EU Speeds Up Modernized Trade Agreement with Mexico

The European Union is moving forward with the modernization of its trade agreement with Mexico amid a shifting global trade landscape and rising tariff pressures. The initiative aims to diversify markets, strengthen strategic partnerships, and reduce commercial risks.

Mexico’s relevance in this strategy reflects the scale of the bilateral relationship. According to Mexico’s central bank, trade between Mexico and the EU reached nearly $86 billion between January and November 2025, representing about 7% of Mexico’s total trade. Both sides seek to expand this foundation through a more ambitious and updated agreement.

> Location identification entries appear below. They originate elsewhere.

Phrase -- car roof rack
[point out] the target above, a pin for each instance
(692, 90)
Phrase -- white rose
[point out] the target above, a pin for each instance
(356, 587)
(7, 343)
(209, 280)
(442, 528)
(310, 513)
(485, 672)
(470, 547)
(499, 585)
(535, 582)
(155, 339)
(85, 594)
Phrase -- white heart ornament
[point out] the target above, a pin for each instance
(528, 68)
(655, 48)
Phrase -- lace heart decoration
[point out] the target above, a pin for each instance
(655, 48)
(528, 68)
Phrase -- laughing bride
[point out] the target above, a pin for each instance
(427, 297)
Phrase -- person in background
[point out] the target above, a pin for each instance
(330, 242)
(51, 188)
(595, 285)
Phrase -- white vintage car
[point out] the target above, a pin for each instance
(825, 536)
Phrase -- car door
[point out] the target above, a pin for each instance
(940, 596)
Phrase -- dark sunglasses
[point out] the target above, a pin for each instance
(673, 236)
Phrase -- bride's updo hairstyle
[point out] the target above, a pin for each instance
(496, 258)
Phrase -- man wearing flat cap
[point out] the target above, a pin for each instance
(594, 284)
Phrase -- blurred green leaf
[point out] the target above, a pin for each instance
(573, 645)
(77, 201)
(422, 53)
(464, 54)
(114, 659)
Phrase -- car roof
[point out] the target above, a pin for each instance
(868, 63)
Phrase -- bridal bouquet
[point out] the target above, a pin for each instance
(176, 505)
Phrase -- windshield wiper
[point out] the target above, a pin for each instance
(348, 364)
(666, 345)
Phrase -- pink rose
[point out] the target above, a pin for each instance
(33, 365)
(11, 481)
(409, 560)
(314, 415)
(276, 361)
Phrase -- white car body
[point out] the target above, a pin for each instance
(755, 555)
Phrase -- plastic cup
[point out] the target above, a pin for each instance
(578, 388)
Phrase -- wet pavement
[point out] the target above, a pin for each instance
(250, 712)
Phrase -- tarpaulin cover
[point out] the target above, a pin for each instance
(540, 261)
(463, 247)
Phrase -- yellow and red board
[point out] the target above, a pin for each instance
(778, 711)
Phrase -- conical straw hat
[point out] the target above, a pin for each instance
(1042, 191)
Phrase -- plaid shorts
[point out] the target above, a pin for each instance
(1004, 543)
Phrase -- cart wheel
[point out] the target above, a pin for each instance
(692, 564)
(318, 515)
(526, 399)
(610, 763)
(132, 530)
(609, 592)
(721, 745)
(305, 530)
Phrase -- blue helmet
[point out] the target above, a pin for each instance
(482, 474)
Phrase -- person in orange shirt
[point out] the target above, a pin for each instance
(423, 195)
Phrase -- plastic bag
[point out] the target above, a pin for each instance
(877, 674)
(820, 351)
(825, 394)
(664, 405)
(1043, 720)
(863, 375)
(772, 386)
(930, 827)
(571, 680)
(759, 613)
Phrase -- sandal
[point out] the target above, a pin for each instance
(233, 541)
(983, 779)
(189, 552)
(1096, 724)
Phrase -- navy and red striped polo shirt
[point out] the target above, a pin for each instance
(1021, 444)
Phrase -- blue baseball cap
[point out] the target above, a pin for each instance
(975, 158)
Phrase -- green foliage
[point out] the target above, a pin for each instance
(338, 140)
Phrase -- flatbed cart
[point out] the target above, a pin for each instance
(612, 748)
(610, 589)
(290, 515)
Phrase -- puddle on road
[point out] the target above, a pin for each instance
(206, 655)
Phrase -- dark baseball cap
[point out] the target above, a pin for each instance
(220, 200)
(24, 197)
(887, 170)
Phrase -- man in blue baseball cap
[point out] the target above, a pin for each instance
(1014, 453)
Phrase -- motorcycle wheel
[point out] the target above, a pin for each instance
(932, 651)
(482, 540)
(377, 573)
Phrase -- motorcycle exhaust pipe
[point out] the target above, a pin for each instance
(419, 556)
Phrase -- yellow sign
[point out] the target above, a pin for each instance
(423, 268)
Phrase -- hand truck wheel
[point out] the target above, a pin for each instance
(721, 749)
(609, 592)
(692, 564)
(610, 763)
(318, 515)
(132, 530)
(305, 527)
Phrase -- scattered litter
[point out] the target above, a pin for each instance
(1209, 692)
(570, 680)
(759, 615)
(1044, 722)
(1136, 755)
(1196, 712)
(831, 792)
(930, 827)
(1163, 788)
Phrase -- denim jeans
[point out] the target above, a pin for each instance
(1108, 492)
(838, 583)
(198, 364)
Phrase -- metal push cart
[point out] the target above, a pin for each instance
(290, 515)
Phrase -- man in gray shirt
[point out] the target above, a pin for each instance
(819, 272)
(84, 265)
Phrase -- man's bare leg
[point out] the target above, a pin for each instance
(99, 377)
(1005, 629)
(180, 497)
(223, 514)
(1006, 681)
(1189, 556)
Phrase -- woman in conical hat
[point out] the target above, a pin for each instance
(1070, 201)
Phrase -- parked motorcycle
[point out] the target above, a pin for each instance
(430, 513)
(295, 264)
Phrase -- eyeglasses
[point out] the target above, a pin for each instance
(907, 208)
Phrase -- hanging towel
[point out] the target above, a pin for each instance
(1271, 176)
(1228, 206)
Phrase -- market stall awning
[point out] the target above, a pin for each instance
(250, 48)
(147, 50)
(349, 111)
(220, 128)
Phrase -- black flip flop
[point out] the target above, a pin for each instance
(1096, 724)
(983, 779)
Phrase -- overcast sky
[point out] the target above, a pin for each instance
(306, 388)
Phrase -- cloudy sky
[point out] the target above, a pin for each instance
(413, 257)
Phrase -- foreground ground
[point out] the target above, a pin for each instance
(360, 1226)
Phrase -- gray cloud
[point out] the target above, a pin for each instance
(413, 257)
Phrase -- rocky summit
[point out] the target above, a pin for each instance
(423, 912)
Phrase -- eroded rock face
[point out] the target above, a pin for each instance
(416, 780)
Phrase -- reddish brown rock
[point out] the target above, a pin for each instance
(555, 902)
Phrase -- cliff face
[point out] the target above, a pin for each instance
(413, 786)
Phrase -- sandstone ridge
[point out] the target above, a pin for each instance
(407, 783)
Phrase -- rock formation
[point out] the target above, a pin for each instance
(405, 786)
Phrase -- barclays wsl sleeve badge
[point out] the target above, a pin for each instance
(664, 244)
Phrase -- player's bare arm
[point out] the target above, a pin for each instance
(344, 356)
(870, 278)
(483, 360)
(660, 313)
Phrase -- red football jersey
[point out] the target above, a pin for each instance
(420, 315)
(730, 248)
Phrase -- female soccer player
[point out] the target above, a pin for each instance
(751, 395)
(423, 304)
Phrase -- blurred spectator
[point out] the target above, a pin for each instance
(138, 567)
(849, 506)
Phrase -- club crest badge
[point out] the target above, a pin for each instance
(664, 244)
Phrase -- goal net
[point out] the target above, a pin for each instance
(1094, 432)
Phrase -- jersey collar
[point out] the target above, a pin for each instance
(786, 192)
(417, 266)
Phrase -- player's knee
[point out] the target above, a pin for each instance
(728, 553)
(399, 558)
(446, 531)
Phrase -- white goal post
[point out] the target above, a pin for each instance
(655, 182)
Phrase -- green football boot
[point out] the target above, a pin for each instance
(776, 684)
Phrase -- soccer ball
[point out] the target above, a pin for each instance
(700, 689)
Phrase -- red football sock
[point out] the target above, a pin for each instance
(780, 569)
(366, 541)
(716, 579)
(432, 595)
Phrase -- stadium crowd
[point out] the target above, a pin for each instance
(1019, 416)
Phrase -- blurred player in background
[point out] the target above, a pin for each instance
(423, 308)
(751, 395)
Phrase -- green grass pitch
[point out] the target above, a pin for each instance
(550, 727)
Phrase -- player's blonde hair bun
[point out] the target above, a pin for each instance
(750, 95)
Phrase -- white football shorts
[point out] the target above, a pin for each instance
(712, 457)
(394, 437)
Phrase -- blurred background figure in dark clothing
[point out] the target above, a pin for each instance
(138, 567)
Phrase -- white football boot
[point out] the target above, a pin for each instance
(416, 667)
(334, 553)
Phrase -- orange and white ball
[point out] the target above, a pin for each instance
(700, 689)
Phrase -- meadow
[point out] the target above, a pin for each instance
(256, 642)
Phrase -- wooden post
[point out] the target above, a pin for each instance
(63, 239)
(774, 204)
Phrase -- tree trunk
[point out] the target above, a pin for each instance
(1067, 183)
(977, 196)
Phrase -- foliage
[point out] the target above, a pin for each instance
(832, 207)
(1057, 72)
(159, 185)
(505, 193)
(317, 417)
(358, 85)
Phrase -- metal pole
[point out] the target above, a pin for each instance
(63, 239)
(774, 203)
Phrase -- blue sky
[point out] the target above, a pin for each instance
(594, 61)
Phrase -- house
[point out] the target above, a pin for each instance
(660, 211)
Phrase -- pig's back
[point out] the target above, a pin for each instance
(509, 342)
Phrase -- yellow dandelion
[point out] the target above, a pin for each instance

Mexican exports to the EU are largely concentrated in industrial sectors such as machinery, mineral products, chemicals, transport equipment, and basic metals. For the EU, Mexico is now its second most important trading partner in Latin America, after Brazil.

Following the conclusion of negotiations to modernize the Global Agreement in 2025—a process that began in 2016—the EU is preparing to move toward signing the updated pact. This effort aligns with a broader strategy that includes recent trade developments with Mercosur, India, and deeper engagement with Vietnam.

The modernized agreement is expected to deepen economic ties, strengthen more resilient value chains, and promote cooperation and sustainability. Since the original agreement took effect in 2000, bilateral trade has increased fivefold, with Germany, Spain, and Italy accounting for more than half of the exchange.

However, analysts note that fully leveraging these opportunities will require Mexico to advance public policies that facilitate integration into higher value-added sectors.

Beyond economics, the agreement also has a strategic and political dimension, reinforcing EU–Mexico relations in an increasingly fragmented global environment. Currently, the EU maintains a trade surplus with Mexico exceeding $36 billion.

The new pact is expected to eliminate tariffs on nearly 99% of traded goods, expanding access for European agri-food products and strengthening participation in sectors such as services, public procurement, and investment. It also introduces clearer rules, reduces administrative barriers, and reinforces commitments on labor, environmental standards, and supply chains.

Overall, the modernization of the agreement provides a deeper framework for trade and cooperation, with the potential to deliver greater predictability and stability in a rapidly changing global economy.